The “Universal Demand” rule is the secondary approach taken by a lesser number of U.S. states, and requires demand except in extraordinary circumstances. Most states that have adopted this standard have done so by statute rather than by statutory interpretation.((Re F5 Networks, supra, footnote 8, at p. 10.))

U.K. Law

Recent overhaul of the UK Companies Act((UK Companies Act 2006, c. 46, Part 11.)) includes extensive provisions related to derivative claims replacing the limiting exceptions to the rule in Foss v Harbottle((Foss v Harbottle (1843) 2 Hare 461, 67 E.R. 189)). However, notwithstanding an earlier recommendation by the Law Commission((LC246, Shareholders Remedies (1997), at p. 92; The Commission’s terms of reference were “… to carry out a review of shareholder remedies with particular reference to—the rule in Foss v Harbottle (1843) 2 Hare 461; and its exceptions; sections 459 to 461 of the Companies Act 1985; and the enforcement of the rights of shareholders under the articles of association; and to make recommendations.)) that 28 days’ notice be given to the company specifying the grounds of the proposed derivative action, no explicit demand or notice requirement was mandated by Parliament for actions in England, Wales or Northern Ireland.((UK Companies Act 2006, supra, footnote 18, at ss. 260-264.))

The absence of a demand requirement may flow from the limited scope of the provisions which permits the bringing of derivative claims “only in respect of a cause of action arising from an actual or proposed act or omission involving negligence, default, breach of duty or breach of trust by a director of the company.”

Due to the narrower scope of permitted derivative claims in the United Kingdom, it would be inappropriate to draw inferences from the absence of a specific demand or notice requirement to the Canadian statutory regime.

Suggested Test For Demand Futility In Canada

In the author’s view, the Delaware standard, adopted in most of the United States, should be adopted and applied in common law Canada.

As noted by Delaware Vice-Chancellor Strine, Delaware law has at least “some modest importance in the American scheme of corporate governance.”((Leo E. Strine, Jr., “The Inescapably Empirical Foundation of the Common Law of Corporations” (2002), 27 Del. J. Corp. L. 499 at p. 501)) According to the Delaware secretary of state, half of publicly traded corporations and more than 60 percent of the Fortune 500 have chosen to incorporate there.((State of Delaware: The Official Website of the First State, F5 Networks, supra, footnote 8, at p. 13))
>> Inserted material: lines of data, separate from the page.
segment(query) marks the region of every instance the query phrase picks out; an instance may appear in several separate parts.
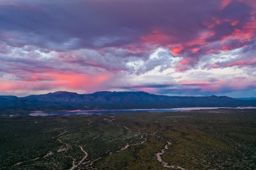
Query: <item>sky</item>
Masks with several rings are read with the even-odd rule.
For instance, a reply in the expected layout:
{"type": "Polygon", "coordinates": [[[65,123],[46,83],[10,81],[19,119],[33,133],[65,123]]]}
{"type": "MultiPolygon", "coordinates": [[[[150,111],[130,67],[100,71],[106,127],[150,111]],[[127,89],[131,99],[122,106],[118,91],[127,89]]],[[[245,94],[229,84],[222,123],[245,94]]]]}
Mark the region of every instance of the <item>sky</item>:
{"type": "Polygon", "coordinates": [[[255,0],[0,0],[0,95],[256,96],[255,0]]]}

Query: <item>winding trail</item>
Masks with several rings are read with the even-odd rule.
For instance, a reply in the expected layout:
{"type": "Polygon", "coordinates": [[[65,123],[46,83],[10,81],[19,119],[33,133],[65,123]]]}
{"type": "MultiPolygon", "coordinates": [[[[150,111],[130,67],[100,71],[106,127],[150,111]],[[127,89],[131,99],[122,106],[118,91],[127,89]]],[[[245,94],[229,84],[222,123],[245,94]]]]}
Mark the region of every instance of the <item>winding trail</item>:
{"type": "Polygon", "coordinates": [[[167,142],[167,144],[165,145],[164,148],[161,150],[161,152],[157,153],[156,154],[156,157],[157,158],[157,160],[159,161],[160,162],[162,163],[163,167],[166,167],[166,168],[172,168],[172,169],[179,169],[182,170],[186,170],[183,167],[181,167],[180,166],[169,166],[168,163],[165,162],[163,160],[162,157],[161,157],[161,155],[164,155],[164,153],[166,152],[166,150],[168,149],[168,146],[171,145],[172,143],[170,142],[167,142]]]}
{"type": "Polygon", "coordinates": [[[84,160],[84,159],[86,159],[87,158],[87,157],[88,157],[88,153],[84,150],[83,147],[81,146],[77,146],[80,148],[81,150],[85,154],[85,156],[76,165],[75,164],[75,160],[76,160],[73,159],[72,167],[70,167],[70,169],[69,169],[69,170],[73,170],[76,167],[77,167],[79,166],[80,166],[83,163],[83,162],[84,160]]]}

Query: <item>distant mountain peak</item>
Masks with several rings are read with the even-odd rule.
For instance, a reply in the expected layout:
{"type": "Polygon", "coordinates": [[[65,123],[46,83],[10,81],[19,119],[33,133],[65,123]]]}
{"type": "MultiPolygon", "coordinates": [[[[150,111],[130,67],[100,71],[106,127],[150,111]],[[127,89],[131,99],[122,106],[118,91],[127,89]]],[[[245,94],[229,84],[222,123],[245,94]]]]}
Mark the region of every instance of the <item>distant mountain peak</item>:
{"type": "Polygon", "coordinates": [[[77,94],[76,92],[67,92],[67,91],[57,91],[55,92],[53,92],[52,94],[77,94]]]}

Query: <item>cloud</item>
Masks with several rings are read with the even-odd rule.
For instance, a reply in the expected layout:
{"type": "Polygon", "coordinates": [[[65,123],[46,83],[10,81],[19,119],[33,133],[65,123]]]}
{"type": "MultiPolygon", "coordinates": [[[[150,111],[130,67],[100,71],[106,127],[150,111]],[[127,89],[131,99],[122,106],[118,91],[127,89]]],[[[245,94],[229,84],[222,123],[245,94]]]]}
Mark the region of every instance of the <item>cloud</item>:
{"type": "Polygon", "coordinates": [[[0,91],[256,95],[255,10],[253,0],[3,0],[0,91]]]}

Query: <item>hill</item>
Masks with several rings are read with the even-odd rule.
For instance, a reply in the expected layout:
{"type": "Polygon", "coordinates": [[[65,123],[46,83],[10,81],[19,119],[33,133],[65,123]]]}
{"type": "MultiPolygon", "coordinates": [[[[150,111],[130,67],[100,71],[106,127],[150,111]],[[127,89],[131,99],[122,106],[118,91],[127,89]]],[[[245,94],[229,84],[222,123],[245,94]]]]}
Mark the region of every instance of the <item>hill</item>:
{"type": "Polygon", "coordinates": [[[255,106],[256,100],[227,96],[167,96],[145,92],[97,92],[79,94],[59,91],[23,97],[0,96],[1,113],[33,110],[173,108],[180,107],[255,106]]]}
Canadian courts have paid deference to Delaware jurisprudence in the application of the business judgment rule.2

In People’s Department Stores((People’s Department Stores, Supra, footnote 6, per Major and Deschamps JJ)), the Supreme Court of Canada noted the statutory origin of the power giving rise to the business judgment rule, at paras 34-35:

Considerable power over the deployment and management of financial, human, and material resources is vested in the directors and officers of corporations. For the directors of CBCA corporations, this power originates in s. 102 of the Act. For officers, this power comes from the powers delegated to them by the directors. In deciding to invest in, lend to or otherwise deal with a corporation, shareholders and creditors transfer control over their assets to the corporation, and hence to the directors and officers, in the expectation that the directors and officers will use the corporation’s resources to make reasonable business decisions that are to the corporation’s advantage.

The statutory fiduciary duty requires directors and officers to act honestly and in good faith vis-à-vis the corporation. They must respect the trust and confidence that have been reposed in them to manage the assets of the corporation in pursuit of the realization of the objects of the corporation. They must avoid conflicts of interest with the corporation. They must avoid abusing their position to gain personal benefit. They must maintain the confidentiality of information they acquire by virtue of their position. Directors and officers must serve the corporation selflessly, honestly and loyally: see K. P. McGuinness, The Law and Practice of Canadian Business Corporations (1999), at p. 715. (emphasis added)

As set out by the Ontario Court of Appeal in UPM-Kymmene Corp. v. UPM- Kymmene Miramichi Inc.3:

…the court is not entitled simply to second-guess the Board’s decision. As the trial judge said, the court looks to see whether the Board made a reasonable decision, not a perfect decision. She stated that the business judgment rule “recognizes the autonomy and integrity of a corporation and the expertise of its directors” since they are “in the advantageous position of investigating and considering first-hand the circumstances that come before it and are in a far better position than a court to understand the affairs of the corporation and to guide its operation.”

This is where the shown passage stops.